For me, anxiety is much like catch and release type fishing. It draws its rod when it sees a bad thought swimming around in my head, executes the reel and once the bait is caught, it reels it in, eerily, slowly, in a straight line toward 1 focus point. It is a tough battle to break free wiggling side to side gasping for air, anticipating triumph over the negative energy.
Once I’m caught, my thoughts get the better of me and affect the people around me, especially the ones I care deeply about. Ultimately, they become anxious too. The end result is a dramatic avalanche when it could’ve been a beautiful waterfall.
Shenaaz Moos, a registered counsellor specialising in family dynamics, has identified patterns of behaviour that may contribute to high-stress levels that often lead to building up of anxiety. And more build-up of anxiety causes more stress. A bad monotonous cycle of negative energy. Luckily there are methods to counteract thoughts that control our outlook on things. Our push points can be remedied and over time, exercising continuous habits, unlock natural healthier responses to everyday life. Her method teaches how to see things with a conscious mind.
Instead of feeling helpless as the bitter force pulls me in, I took a step back and took note of parts of my personality that could trigger anxiety. I asked myself these simple yet, thought-provoking questions:
- What does a happy life mean to me?
- What makes my family happy?
- Is my recipe for happiness the same as my family’s?
- Do I reflect what I want my family to see me as?
- Am I happy?
- Why is it important for me to control events in my life and my family?
- Why do I assume my way would have the best outcome?
Shenaaz explains that “my condition” is called perfectionism. This can lead to rigid expectations from others, usually the ones closest to me.
Think about it.
A single individual’s mood can penetrate a room and affect the moods of everyone else in it, even without saying a word. You notice them by the dark cloud hanging above their head evaporating the positive energy and condensing it into negative fireballs of lightning. What if the sunless person was you? Sure, you could say that you are not at the office to make friends, or, you can simply change our book club if you not popular. But, what if you were the doom and gloom in your own home?
It is happening all around us every day and more often than we think. Kids are fearful of their moms. Husbands are fearful of their wives. Moms can’t stand their families because they don’t get help at home with the household chores, schooling, dressing the kids, planning holidays, puffing up the pillows with the perfect karate chop in the middle, getting everyone to do as she wishes, and the list is endless!
This is the problem.
Mom’s confuse guiding little ones during the process of growing with dishing out instructions to do things a certain way, her way. The “my way and no other way” attitude can make one’s partner feel inadequate too.
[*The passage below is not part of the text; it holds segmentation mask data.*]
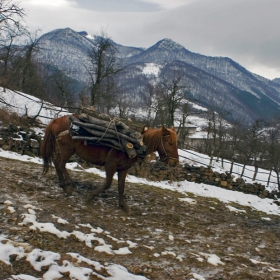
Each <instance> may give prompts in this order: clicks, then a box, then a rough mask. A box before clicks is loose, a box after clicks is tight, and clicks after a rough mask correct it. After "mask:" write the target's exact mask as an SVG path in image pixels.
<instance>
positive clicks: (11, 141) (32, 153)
mask: <svg viewBox="0 0 280 280" xmlns="http://www.w3.org/2000/svg"><path fill="white" fill-rule="evenodd" d="M41 137H42V134H39V135H38V133H36V132H35V130H33V129H31V128H26V127H25V128H23V127H20V126H16V125H14V124H12V123H11V124H9V125H7V126H0V148H2V149H3V150H8V151H13V152H17V153H19V154H21V155H29V156H40V144H41Z"/></svg>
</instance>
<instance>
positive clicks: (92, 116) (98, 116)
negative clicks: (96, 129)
mask: <svg viewBox="0 0 280 280" xmlns="http://www.w3.org/2000/svg"><path fill="white" fill-rule="evenodd" d="M82 113H84V114H86V115H89V116H91V117H94V118H98V119H101V120H105V121H109V122H110V121H111V120H112V119H115V120H116V121H118V122H121V123H122V125H124V126H126V127H129V128H130V129H132V130H136V131H141V128H142V126H143V124H142V123H138V122H135V121H131V120H125V119H120V118H114V117H110V116H109V115H108V114H104V113H99V112H98V111H95V110H94V108H83V109H82Z"/></svg>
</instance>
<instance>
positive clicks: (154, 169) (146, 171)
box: [0, 124, 280, 204]
mask: <svg viewBox="0 0 280 280" xmlns="http://www.w3.org/2000/svg"><path fill="white" fill-rule="evenodd" d="M42 136H43V132H41V133H39V134H38V132H37V133H36V132H35V130H34V129H32V128H28V127H25V128H23V127H20V126H16V125H14V124H9V125H7V126H3V125H2V126H1V124H0V148H2V149H3V150H8V151H13V152H17V153H19V154H22V155H29V156H40V144H41V140H42ZM76 159H77V158H76V157H75V160H76ZM153 159H154V158H150V159H148V160H144V161H140V160H138V161H137V162H136V164H135V165H134V166H133V167H132V168H130V169H129V172H128V173H129V174H131V175H135V176H139V177H144V178H147V179H148V180H152V181H162V180H167V181H184V180H188V181H190V182H195V183H204V184H209V185H215V186H217V187H221V188H225V189H229V190H233V191H240V192H243V193H248V194H253V195H257V196H259V197H261V198H270V199H275V202H276V203H277V204H278V201H277V200H276V199H277V198H280V192H279V191H273V192H268V191H267V190H266V189H265V186H264V185H262V184H259V183H246V182H245V181H244V180H243V179H242V178H234V176H233V175H231V174H229V173H228V172H226V173H218V172H214V171H213V170H212V169H211V168H205V167H202V166H201V167H194V166H190V165H188V164H185V165H184V166H182V165H179V166H177V167H175V168H169V167H167V166H166V165H165V164H164V163H162V162H159V161H155V160H153Z"/></svg>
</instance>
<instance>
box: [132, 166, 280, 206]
mask: <svg viewBox="0 0 280 280" xmlns="http://www.w3.org/2000/svg"><path fill="white" fill-rule="evenodd" d="M129 174H131V175H136V176H141V177H145V178H147V179H149V180H153V181H160V180H167V181H183V180H187V181H190V182H195V183H204V184H208V185H214V186H217V187H220V188H224V189H228V190H232V191H239V192H243V193H246V194H252V195H257V196H259V197H260V198H270V199H274V200H275V203H277V204H279V202H278V201H277V199H278V198H280V192H279V191H272V192H269V191H268V190H266V189H265V186H264V185H262V184H260V183H246V182H245V181H244V180H243V178H235V177H234V175H231V174H230V173H229V172H225V173H219V172H214V171H213V170H212V169H211V168H205V167H202V166H200V167H196V166H190V165H188V164H185V165H184V166H181V165H180V166H178V167H175V168H168V167H166V166H165V164H163V163H162V162H159V161H151V162H150V163H149V162H137V163H136V164H135V165H134V166H133V167H132V168H131V169H130V170H129Z"/></svg>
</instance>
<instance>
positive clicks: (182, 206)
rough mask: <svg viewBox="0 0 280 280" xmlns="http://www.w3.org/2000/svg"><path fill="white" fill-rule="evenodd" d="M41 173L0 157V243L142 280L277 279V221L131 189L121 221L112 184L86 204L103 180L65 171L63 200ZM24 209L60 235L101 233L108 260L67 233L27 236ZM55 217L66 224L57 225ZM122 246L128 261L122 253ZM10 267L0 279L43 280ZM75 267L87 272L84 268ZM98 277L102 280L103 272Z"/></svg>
mask: <svg viewBox="0 0 280 280" xmlns="http://www.w3.org/2000/svg"><path fill="white" fill-rule="evenodd" d="M41 172H42V167H41V166H40V165H36V164H32V163H23V162H20V161H15V160H8V159H5V158H0V178H1V197H0V235H1V236H5V237H6V238H8V239H10V240H13V241H15V242H19V243H23V242H24V243H26V244H29V245H30V246H31V247H30V248H39V249H41V250H50V251H52V252H57V253H60V254H61V257H62V259H69V255H66V253H68V252H75V253H79V254H80V255H82V256H83V257H86V258H89V259H91V260H95V261H98V262H99V263H101V264H104V263H115V264H120V265H122V266H124V267H126V268H127V269H128V270H129V271H131V272H132V273H133V274H138V275H143V276H145V277H147V278H148V279H158V280H164V279H176V280H181V279H182V280H183V279H201V278H199V276H198V275H200V276H203V277H204V278H205V279H217V280H218V279H219V280H220V279H225V280H230V279H235V280H236V279H244V280H246V279H265V280H268V279H280V254H279V252H280V217H279V216H272V215H267V214H264V213H261V212H257V211H253V210H251V209H250V208H248V207H243V206H240V205H234V204H230V205H231V206H233V207H235V208H237V209H238V210H240V211H239V212H236V211H230V209H229V208H228V207H227V206H228V205H226V204H224V203H222V202H220V201H218V200H215V199H210V198H203V197H193V198H194V203H193V204H190V203H188V202H185V201H180V200H179V198H182V197H184V195H182V194H180V193H177V192H172V191H168V190H162V189H158V188H155V187H150V186H145V185H139V184H131V183H127V186H126V197H127V203H128V205H129V207H130V213H128V214H126V213H124V212H123V211H122V210H120V209H119V208H118V205H117V203H118V200H117V190H116V183H115V182H114V185H113V187H112V188H111V189H110V190H108V191H107V193H105V194H102V195H101V196H100V197H99V198H96V199H95V200H94V201H93V202H92V203H91V204H90V205H88V204H86V203H85V201H86V197H87V194H88V193H89V191H90V190H91V189H93V188H95V187H98V186H100V185H101V184H102V182H103V179H102V178H99V177H97V176H94V175H92V174H88V173H85V172H71V175H72V178H73V180H74V181H75V186H76V191H75V193H74V195H73V196H70V197H69V196H66V195H65V194H64V193H63V192H62V190H61V189H60V188H58V186H57V178H56V176H55V173H54V170H53V171H51V172H50V173H49V174H48V175H47V176H45V177H42V175H41ZM190 197H191V194H189V198H190ZM7 200H9V201H11V202H12V203H13V204H12V206H13V208H14V209H15V212H14V213H11V211H10V210H9V209H8V207H7V204H6V203H4V202H6V201H7ZM27 204H30V205H33V206H34V207H36V209H37V210H36V216H37V221H39V222H40V223H47V222H49V223H53V224H54V225H55V226H56V228H58V229H59V230H60V231H66V232H69V233H71V232H74V231H75V230H77V229H78V230H79V231H83V232H84V233H87V232H88V233H90V232H91V231H90V229H92V228H94V229H100V231H99V232H95V234H96V237H99V238H102V239H103V240H105V241H106V243H108V244H110V245H112V247H111V249H112V250H113V252H114V253H113V254H108V253H105V252H99V251H97V250H96V248H97V247H98V245H99V244H98V242H97V241H96V240H93V241H91V244H90V245H91V247H90V246H88V245H87V244H86V243H85V242H82V241H80V240H79V238H77V236H75V235H74V234H71V235H70V236H69V237H68V238H66V239H65V238H59V237H57V236H56V235H55V234H52V233H49V232H42V231H40V230H38V229H37V230H33V229H30V224H25V223H23V224H22V225H20V223H21V222H23V221H24V217H25V216H23V215H22V214H26V213H27V208H26V205H27ZM54 215H55V216H54ZM57 217H60V218H62V219H64V220H66V221H68V223H67V224H62V223H59V222H58V218H57ZM268 218H270V219H268ZM101 230H103V231H102V232H101ZM124 243H125V244H126V245H124ZM128 245H129V246H128ZM124 247H126V248H128V250H129V254H128V253H127V254H121V253H124V252H123V251H121V249H123V248H124ZM119 253H120V254H119ZM10 262H11V266H8V265H7V264H5V263H3V262H2V261H0V279H8V278H9V277H11V275H16V274H20V273H22V274H23V273H25V274H29V275H33V276H35V277H42V275H43V274H44V273H45V271H46V269H47V268H44V270H42V271H37V270H35V269H34V268H33V267H32V266H31V265H30V263H29V262H28V261H27V260H26V259H25V258H21V259H17V258H10ZM76 265H83V266H88V267H90V268H91V269H94V268H93V267H92V266H90V265H88V264H85V263H82V264H78V263H76ZM98 273H99V274H101V275H103V276H105V277H106V276H108V274H107V273H106V271H104V272H102V271H101V272H100V271H99V272H98ZM1 275H2V276H1ZM1 277H2V278H1ZM60 279H70V278H69V276H67V275H64V276H63V278H60ZM90 279H100V278H98V277H96V276H91V278H90Z"/></svg>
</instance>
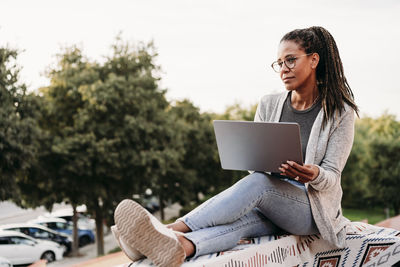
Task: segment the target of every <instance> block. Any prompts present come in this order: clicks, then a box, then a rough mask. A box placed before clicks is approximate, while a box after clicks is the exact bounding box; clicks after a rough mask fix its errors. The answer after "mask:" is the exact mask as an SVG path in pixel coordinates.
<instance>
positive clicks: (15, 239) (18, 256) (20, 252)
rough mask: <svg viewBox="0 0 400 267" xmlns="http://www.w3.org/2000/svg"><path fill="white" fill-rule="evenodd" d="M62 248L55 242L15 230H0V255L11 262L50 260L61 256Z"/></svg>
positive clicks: (54, 258)
mask: <svg viewBox="0 0 400 267" xmlns="http://www.w3.org/2000/svg"><path fill="white" fill-rule="evenodd" d="M63 253H64V249H63V248H62V247H61V246H60V245H59V244H57V243H55V242H52V241H47V240H36V239H33V238H32V237H30V236H27V235H25V234H22V233H20V232H17V231H5V230H0V256H1V257H4V258H6V259H8V260H9V261H10V262H11V263H12V264H14V265H16V264H31V263H33V262H35V261H38V260H40V259H44V260H47V262H52V261H55V260H61V259H62V258H63Z"/></svg>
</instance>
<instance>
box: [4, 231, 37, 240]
mask: <svg viewBox="0 0 400 267" xmlns="http://www.w3.org/2000/svg"><path fill="white" fill-rule="evenodd" d="M0 236H19V237H25V238H27V239H29V240H32V241H36V240H35V239H33V238H32V237H30V236H28V235H26V234H23V233H20V232H18V231H9V230H0Z"/></svg>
This takes away the enjoyment of experiences and occasions, causing rifts in relationships. I’m not saying let’s allow everyone to do anything they please and have no rules or boundaries. Just identify the ridiculous expectations and make peace with alternative methods of doing things for the sake of peace and tranquillity.
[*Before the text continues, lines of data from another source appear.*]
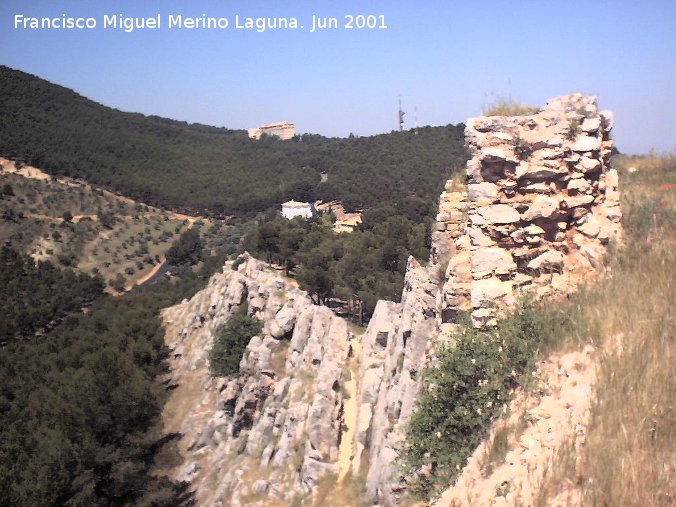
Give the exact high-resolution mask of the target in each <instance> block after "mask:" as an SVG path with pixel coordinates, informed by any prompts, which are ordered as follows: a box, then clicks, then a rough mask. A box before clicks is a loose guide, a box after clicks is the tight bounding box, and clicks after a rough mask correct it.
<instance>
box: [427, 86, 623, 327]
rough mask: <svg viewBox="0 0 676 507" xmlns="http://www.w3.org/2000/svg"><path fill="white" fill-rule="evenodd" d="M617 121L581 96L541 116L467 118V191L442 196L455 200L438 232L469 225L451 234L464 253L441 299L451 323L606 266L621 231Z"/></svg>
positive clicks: (568, 289) (486, 320)
mask: <svg viewBox="0 0 676 507" xmlns="http://www.w3.org/2000/svg"><path fill="white" fill-rule="evenodd" d="M612 126H613V117H612V113H611V112H609V111H602V112H599V111H598V107H597V102H596V98H595V97H584V96H582V95H580V94H572V95H567V96H563V97H558V98H555V99H552V100H550V101H549V102H548V103H547V105H546V106H545V107H544V108H543V109H542V110H541V111H540V112H538V113H536V114H532V115H527V116H511V117H505V116H492V117H480V118H470V119H469V120H468V121H467V127H466V130H465V137H466V144H467V147H468V149H469V151H470V154H471V159H470V160H469V161H468V162H467V169H466V175H467V190H466V194H463V192H462V190H460V191H458V194H459V195H458V196H457V197H456V198H455V199H454V200H452V201H450V200H449V199H448V198H445V199H444V196H443V194H442V202H444V203H445V204H446V203H449V202H451V203H452V204H451V206H450V207H449V206H448V204H446V205H445V207H444V213H443V214H441V213H440V214H439V216H438V217H437V222H438V225H437V231H447V230H450V229H453V230H454V232H455V231H456V230H457V225H456V224H460V223H464V229H463V232H461V233H460V234H459V235H458V233H457V232H456V233H455V234H447V235H446V236H447V237H446V238H445V242H446V243H450V244H451V245H453V247H454V253H455V254H456V256H454V257H453V259H455V261H453V260H452V261H451V262H452V269H449V270H448V271H447V273H446V275H447V276H446V280H447V282H446V285H445V286H444V288H443V291H442V295H441V296H440V300H441V302H442V307H441V308H440V309H439V310H440V311H439V314H440V315H441V316H442V322H444V323H447V322H452V321H453V319H454V316H455V313H456V309H457V308H465V307H467V306H469V307H470V308H471V310H472V318H473V321H474V323H475V324H476V325H485V324H492V323H494V322H495V317H496V316H497V315H498V314H499V313H500V310H501V309H505V308H509V307H510V306H511V305H512V304H513V303H514V301H515V298H516V296H517V294H518V293H520V292H525V291H529V292H531V293H532V294H534V296H535V297H537V298H541V297H550V296H556V295H560V294H566V293H569V292H571V291H573V290H575V287H576V286H577V284H578V283H579V282H580V280H581V279H583V278H584V277H585V276H587V274H588V272H590V271H592V270H594V269H597V268H599V267H600V261H601V258H602V257H603V254H604V251H605V245H606V244H607V243H608V242H609V241H610V240H611V239H615V240H619V239H620V238H621V227H620V224H619V222H620V219H621V216H622V214H621V212H620V207H619V191H618V183H619V182H618V175H617V171H616V170H615V169H612V168H611V167H610V154H611V150H612V145H613V142H612V140H611V139H610V130H611V129H612ZM460 194H462V195H460ZM463 197H464V198H463ZM463 214H464V215H465V220H464V221H463ZM451 216H454V217H456V219H455V221H451V220H449V217H451ZM447 250H451V249H450V248H447ZM461 252H463V253H464V255H463V256H461V257H460V258H458V257H457V254H460V253H461ZM450 267H451V265H449V268H450ZM460 280H462V283H460V282H459V281H460ZM468 295H469V297H467V296H468ZM468 301H469V303H468Z"/></svg>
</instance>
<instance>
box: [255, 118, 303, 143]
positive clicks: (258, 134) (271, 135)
mask: <svg viewBox="0 0 676 507" xmlns="http://www.w3.org/2000/svg"><path fill="white" fill-rule="evenodd" d="M248 132H249V137H250V138H252V139H260V138H261V136H262V135H263V134H266V135H268V136H277V137H279V138H280V139H284V140H286V139H291V138H292V137H293V136H294V135H295V134H296V127H295V126H294V124H293V123H289V122H288V121H281V122H278V123H267V124H265V125H261V126H260V127H258V128H254V129H249V130H248Z"/></svg>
How do we make things better?
Shenaaz revives unconscious minds with practical methods to make a mental shift to see things with a conscious mind. This is not a switch she flips to get you there. Shifting your mindset takes time and practice. Here are a few basics that I have used to get started:
Start with 1
Ask yourself which area of your life you would like to improve on and focus on that area first. Consciously work out in your mind how you will respond to situations you can let go of. For example — allow your husband to dress the bed, his way, and say thank you after or show him a smile.
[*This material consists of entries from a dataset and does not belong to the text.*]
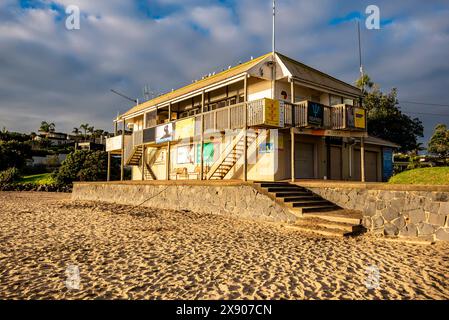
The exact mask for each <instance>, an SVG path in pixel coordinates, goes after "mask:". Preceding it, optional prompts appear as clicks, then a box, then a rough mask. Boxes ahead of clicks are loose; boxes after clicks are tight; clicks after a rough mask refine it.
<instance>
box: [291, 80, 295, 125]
mask: <svg viewBox="0 0 449 320" xmlns="http://www.w3.org/2000/svg"><path fill="white" fill-rule="evenodd" d="M290 81H291V82H290V101H291V103H292V127H295V126H296V123H295V81H294V80H293V79H290Z"/></svg>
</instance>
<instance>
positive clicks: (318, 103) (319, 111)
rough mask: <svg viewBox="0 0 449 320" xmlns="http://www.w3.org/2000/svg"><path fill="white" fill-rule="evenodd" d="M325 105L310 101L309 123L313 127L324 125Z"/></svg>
mask: <svg viewBox="0 0 449 320" xmlns="http://www.w3.org/2000/svg"><path fill="white" fill-rule="evenodd" d="M323 115H324V106H323V105H322V104H320V103H316V102H311V101H309V102H308V108H307V124H308V125H309V126H311V127H322V126H323Z"/></svg>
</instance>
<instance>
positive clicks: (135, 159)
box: [126, 146, 143, 166]
mask: <svg viewBox="0 0 449 320" xmlns="http://www.w3.org/2000/svg"><path fill="white" fill-rule="evenodd" d="M142 152H143V147H142V146H136V147H134V150H133V151H132V153H131V155H130V156H129V158H128V159H126V165H128V166H138V165H139V164H140V159H141V158H142Z"/></svg>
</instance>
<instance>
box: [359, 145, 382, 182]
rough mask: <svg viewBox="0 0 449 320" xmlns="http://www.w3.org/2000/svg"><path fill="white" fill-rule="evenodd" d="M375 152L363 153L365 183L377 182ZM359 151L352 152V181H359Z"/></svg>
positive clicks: (376, 155) (368, 152)
mask: <svg viewBox="0 0 449 320" xmlns="http://www.w3.org/2000/svg"><path fill="white" fill-rule="evenodd" d="M377 155H378V153H377V152H372V151H365V178H366V181H367V182H377V181H379V180H378V177H377V168H378V163H377ZM360 179H361V173H360V150H354V162H353V180H357V181H360Z"/></svg>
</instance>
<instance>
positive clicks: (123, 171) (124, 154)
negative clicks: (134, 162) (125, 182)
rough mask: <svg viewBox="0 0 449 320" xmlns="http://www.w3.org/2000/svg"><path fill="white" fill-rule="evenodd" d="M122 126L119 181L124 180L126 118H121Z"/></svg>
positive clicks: (124, 174) (124, 165)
Take 10 minutes before you start your day for meditation. Start with clearing your mind. Remember, you are letting go and kinda facing your fear. It’s important to breathe and go into it knowing that the world is not going to explode into tiny particles without you micromanaging things. Take 10 minutes to end your day with meditation. If this is new to you, there are some great sites and apps to help you through the process. Breathe in and breathe out. You deserve it.
Acknowledge the change
Feel the appreciation! Love your family! Express gratitude! You will feel lighter. Your new aura will affect people around you in a different way and you will like it and they will like you for it.
Start a gratitude jar
Start a family tradition. Get your kids and partner to write down what they are grateful for. Sign it. Throw it in a jar. Sit down together. Each person gets a chance to pick a random note out the jar and read it out loud. In the end, appreciation stretches and creates good vibes in the home.
Let go and relax!
PS. These methods work for dad’s too, grandparents and anyone who wants lesser stress or suffer from a “condition”.